Difesa militare: i punti deboli della nostra industria bellica

Sicuramente un punto debole è la penuria dei finanziamenti per l’industria bellica. I dati riportati dal Messaggero evidenziano come il nostro Paese, nel 2019, abbia speso per la Difesa 21,1 miliardi di dollari contro i 44,4 della Francia, i 46,9 della Germania e i 53 del Regno Unito. In confronto ai pari taglia europei, l’Italia destina molte risorse in più per il personale.

Come abbiamo illustrato nel precedente articolo (qui), il Parlamento è intenzionato ad aumentare al 2% del PIL le spese per la difesa a partire dal 2024; decisioni che fanno il paio con quanto dichiarato dal ministro della Difesa Lorenzo Guerini sul voler rendere l’Esercito italiano più efficiente.

Tra gli altri punti critici, illustrati dal Messaggero, che penalizzano l’industria bellica italiana troviamo:

  • Un sistema Paese meno competitivo di quello dei pari taglia europei;
  • Esterofilia marcata nella classe dirigente;
  • Legge sull’export che limita lo sviluppo, dovendo passare necessariamente per il ministero degli Esteri;
  • Pochi giovani che vogliono entrare nel settore della difesa poiché lo considerano moralmente non appropriato;
  • Banche ostili che bloccano i pagamenti dall’estero sebbene vi siano tutte le autorizzazioni del caso.

Eppure, si potrebbe ottenere molto da questo settore, a maggior ragione ora che le partnership con i Paesi europei e non si stanno facendo più solide.

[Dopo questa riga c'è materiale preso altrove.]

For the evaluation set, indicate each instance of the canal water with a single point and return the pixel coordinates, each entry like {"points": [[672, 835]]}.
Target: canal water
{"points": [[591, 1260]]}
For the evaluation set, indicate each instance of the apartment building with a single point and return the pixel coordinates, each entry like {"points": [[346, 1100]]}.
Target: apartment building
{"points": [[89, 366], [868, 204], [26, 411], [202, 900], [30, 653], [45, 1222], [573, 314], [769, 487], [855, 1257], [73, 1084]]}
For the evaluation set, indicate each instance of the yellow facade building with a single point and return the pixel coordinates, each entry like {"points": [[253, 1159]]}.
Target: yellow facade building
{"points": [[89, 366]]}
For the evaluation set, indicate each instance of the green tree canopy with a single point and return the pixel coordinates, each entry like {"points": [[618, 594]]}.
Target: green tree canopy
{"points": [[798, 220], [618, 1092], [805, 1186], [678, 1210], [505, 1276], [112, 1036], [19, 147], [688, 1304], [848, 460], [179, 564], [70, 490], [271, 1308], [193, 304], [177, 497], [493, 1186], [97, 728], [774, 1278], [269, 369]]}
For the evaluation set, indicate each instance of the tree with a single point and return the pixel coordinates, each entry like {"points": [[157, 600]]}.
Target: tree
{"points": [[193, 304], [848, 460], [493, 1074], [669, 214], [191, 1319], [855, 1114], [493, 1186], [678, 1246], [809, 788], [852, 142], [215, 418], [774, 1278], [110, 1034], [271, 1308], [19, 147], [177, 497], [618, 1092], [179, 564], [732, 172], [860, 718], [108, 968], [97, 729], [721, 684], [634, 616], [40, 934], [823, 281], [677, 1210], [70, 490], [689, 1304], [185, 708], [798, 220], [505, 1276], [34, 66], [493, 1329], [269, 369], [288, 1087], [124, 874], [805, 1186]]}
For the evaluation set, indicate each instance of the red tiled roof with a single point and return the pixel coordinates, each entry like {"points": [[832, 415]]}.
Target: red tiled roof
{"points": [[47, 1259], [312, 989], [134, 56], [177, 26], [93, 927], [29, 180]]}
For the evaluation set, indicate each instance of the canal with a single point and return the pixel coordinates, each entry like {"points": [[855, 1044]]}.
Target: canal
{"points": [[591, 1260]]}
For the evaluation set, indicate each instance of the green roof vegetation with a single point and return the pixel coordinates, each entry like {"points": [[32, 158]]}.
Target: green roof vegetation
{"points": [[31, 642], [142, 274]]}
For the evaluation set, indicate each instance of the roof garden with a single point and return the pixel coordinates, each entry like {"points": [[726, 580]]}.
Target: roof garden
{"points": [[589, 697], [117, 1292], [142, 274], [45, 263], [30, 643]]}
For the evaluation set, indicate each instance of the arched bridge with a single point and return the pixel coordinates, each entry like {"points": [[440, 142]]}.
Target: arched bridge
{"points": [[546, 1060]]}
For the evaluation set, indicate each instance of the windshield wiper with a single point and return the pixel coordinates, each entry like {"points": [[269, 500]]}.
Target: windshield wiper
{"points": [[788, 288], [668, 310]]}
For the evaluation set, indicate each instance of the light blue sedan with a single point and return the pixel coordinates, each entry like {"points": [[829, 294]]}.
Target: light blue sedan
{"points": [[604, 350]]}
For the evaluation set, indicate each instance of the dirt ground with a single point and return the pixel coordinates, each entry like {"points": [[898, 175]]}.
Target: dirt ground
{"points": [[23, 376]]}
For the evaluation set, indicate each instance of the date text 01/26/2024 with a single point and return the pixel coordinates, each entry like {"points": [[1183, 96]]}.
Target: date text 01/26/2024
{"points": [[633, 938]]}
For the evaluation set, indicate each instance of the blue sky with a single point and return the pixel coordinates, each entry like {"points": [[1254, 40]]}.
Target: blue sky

Difesa militare: le partnership italiane

Importante è anche la cooperazione con gli Stati europei, come il progetto dei sistemi Tempest che l’Italia porta avanti con Regno Unito e Svezia. E anche l’European Patrol Corvette per navi in grado di svolgere missioni tattiche e strategiche. In fase avanzata è il progetto Eurodrone al quale partecipa Leonardo e che avrà un motore italiano, il Catalyst turboelica prodotto da avio Aero, controllata da GE Aviation.

Ben rodato è il consorzio missilistico italo-franco-britannico Mbda, di cui Leonardo detiene il 25%, ed in grado di competere con gli USA. Lo scorso anno il consorzio ha superato i 4 miliardi di ricavi e la filiale italiana arriverà nel 2022 a 1 miliardo di ricavi.

Oltre agli accordi già in atto e in via di sviluppo, ci sono anche quelli con:

  • Israele: settore aeronautica, elettronica della difesa e cybersecurity;
  • Qatar: settore navale e terrestre, con la possibilità di realizzare piattaforme anfibie SuperAv 8X8 del consorzio Iveco Defence Vehicles - Oto Melara;
  • Brasile: settore blindati;
  • India: con la speranza che, archiviate le tensioni degli ultimi anni (vedi caso dei Marò), ci sia la possibilità di collaborare per produrre elicotteri e siluri.